All very well, but while there is no test of competence for voters to pass, politicians will still skew elections by expending £millions on manipulation of "shop/ofice girls" (sic). Get your Marinas in a row and the election is won.

Newsnight has earned its position of respect, able to attract the senior participants in major issues in a way given to few of us, through serious and diligent current affairs reporting. On the web and on air.

May I suggest that it is time for the programme to devote its attentions to the National Identity Scheme (NIS), the cocktail of ID cards, ePassports and biometric visas that the Home Office is dreaming up for us?

The NIS has many of the features of NOMS, the National Offender Management Scheme, which we learn in today's Times may now be scrapped. I expect the NIS to be scrapped one day, like NOMS.

Am I right? Or wrong (it is possible)? Newsnight could help to answer that question and I hope that you will.

Thanks to its serious reporting of current affairs, Newsnight has earned respect and seems to have the power often to make the senior participants in major policy debates attend. On air and now, it seems, on the web.

That is a power open to few of us. May I suggest that it would be a public service for Newsnight to further the debate on the National Identity Scheme (NIS), the cocktail of ID cards, ePassports and biometric visas the Home Office are mixing for us?

We learn in today's Times that the National Offender Management Scheme (NOMS) may be scrapped. I would expect the NIS to go the way of NOMS.

Am I right? We could find out if Newsnight would assemble the participants and chair a rational debate.

Absoutely brilliant work Newsnight!

Interesting. A full six posts since Thursday at time of writing (Saturday pm - assuming this makes it), and one set are duplicates. I predicted a half dozen -

The country's Foreign Minister and one of the more significant broadcast interviewer/celebs on one of the few significant national broadcast news shows pretty much lock horns on key matters of fact and the viewer at the time is left bewildered as to what is going on and who knows and/or is doing what.

But fear not, all is to be clarified later on the website.

Now I know out of 60Million there are only so many who can vote and/or care about the state of the country and/or stay up that late (or catch it next day online) to watch a news show, and only a fraction of that audience care enough for sometimes a good 20 to pile in and engage on a blog.

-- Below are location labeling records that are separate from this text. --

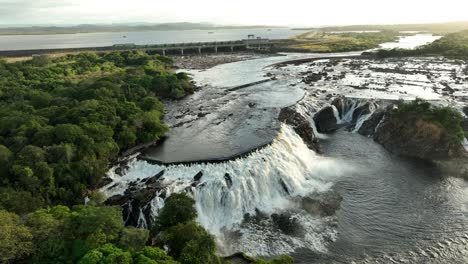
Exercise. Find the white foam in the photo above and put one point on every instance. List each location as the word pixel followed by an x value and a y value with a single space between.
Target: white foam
pixel 258 182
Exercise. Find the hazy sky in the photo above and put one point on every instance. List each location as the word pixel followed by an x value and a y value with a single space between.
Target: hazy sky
pixel 267 12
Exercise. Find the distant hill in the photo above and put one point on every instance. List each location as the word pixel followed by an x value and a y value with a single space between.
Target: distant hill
pixel 438 28
pixel 89 28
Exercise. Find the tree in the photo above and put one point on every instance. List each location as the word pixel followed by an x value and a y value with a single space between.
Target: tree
pixel 89 219
pixel 200 251
pixel 151 255
pixel 15 238
pixel 178 208
pixel 107 254
pixel 133 239
pixel 179 236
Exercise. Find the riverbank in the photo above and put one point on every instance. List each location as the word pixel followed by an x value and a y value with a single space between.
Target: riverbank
pixel 206 61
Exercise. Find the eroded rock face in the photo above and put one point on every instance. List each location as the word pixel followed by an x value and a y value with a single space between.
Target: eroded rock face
pixel 369 126
pixel 325 204
pixel 414 137
pixel 301 126
pixel 325 120
pixel 136 197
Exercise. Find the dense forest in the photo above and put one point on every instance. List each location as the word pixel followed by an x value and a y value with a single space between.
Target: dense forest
pixel 451 45
pixel 64 120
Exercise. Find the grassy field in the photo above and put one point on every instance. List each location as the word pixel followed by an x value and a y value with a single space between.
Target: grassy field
pixel 451 45
pixel 320 41
pixel 435 28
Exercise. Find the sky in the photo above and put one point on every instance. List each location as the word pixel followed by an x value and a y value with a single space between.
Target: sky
pixel 234 12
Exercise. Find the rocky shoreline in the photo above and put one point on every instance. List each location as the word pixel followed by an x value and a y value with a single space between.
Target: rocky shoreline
pixel 206 61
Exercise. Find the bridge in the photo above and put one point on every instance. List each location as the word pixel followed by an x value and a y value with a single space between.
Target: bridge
pixel 164 49
pixel 200 47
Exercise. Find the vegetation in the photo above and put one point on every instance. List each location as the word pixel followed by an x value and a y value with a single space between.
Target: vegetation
pixel 64 120
pixel 435 28
pixel 446 117
pixel 85 235
pixel 451 45
pixel 321 41
pixel 95 235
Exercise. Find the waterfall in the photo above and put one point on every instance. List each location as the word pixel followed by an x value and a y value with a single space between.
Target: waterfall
pixel 306 110
pixel 271 180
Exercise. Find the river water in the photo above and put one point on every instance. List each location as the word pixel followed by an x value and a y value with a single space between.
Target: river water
pixel 82 40
pixel 393 209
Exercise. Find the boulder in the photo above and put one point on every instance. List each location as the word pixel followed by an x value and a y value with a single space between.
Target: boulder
pixel 360 111
pixel 286 223
pixel 465 125
pixel 343 105
pixel 324 204
pixel 411 136
pixel 301 126
pixel 465 110
pixel 198 176
pixel 228 180
pixel 325 120
pixel 368 127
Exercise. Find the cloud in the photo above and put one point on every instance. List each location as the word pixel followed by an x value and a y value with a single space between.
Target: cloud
pixel 290 12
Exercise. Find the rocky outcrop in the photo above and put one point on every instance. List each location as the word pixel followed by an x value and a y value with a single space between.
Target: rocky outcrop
pixel 325 120
pixel 342 105
pixel 301 126
pixel 465 126
pixel 411 136
pixel 369 126
pixel 136 197
pixel 362 110
pixel 324 204
pixel 286 223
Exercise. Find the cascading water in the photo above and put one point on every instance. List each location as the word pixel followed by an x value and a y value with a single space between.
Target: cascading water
pixel 274 179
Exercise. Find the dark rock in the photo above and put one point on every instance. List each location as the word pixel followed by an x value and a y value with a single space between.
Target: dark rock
pixel 465 126
pixel 360 111
pixel 325 204
pixel 154 179
pixel 301 126
pixel 256 218
pixel 122 167
pixel 228 180
pixel 286 223
pixel 368 127
pixel 325 120
pixel 239 258
pixel 116 200
pixel 198 176
pixel 284 186
pixel 104 182
pixel 412 136
pixel 465 110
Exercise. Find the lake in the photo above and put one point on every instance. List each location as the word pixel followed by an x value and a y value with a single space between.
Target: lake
pixel 83 40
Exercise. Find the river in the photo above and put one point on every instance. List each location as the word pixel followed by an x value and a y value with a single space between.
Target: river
pixel 393 209
pixel 82 40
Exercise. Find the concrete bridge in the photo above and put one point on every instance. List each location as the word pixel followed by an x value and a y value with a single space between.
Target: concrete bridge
pixel 177 48
pixel 200 47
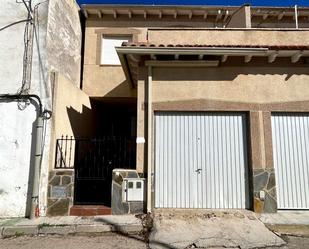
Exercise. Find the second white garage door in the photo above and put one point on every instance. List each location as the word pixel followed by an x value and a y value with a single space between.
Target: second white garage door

But out of so many protagonists, 5 viewers so far on the only discussion board about the follow-up would seem to indicate that, as media milestones go, it surely ain't that great a poster child for politics or the way it gets reported upon and/or viewed these days.

Peter (7)

A disappointing number of responses I agree, but the point surely is that the information is there should viewers want to follow it up after the programme. About a million a month are doing so. And it is early days in terms of key players engaging directly on our website. But the day after I wrote that exactly the same thing happened when in response to a film about Dominos Pizza a representative of the company and a whistleblower both went onto the site unbidden. Number of responses currently 14, that's progress.


  • 9.
  • At 12:43 PM on 02 Oct 2007,
  • D Kirk wrote:

In my opinion, Newsnight have done themselves no favours and should apologise to the Foreign Secretary. The piece was either poorly researched or the facts misrepresented to the viewer. By accident or intent that still requires an apology.

Miliband was honest enough to say "I don't know". But then why should he know about the affairs of the Dept. for International Development. He shouldn't be stepping on the toes of other ministers.

And I'm surprised by the spin on this story that Newsnight prompted some kind of coup by involving the BBC, the government and the viewers in a debate. Despite the fact that the debate was instigated by errors and omissions in the original report. Just accept there was a lapse of the usual high standard of reporting, apologise and move on.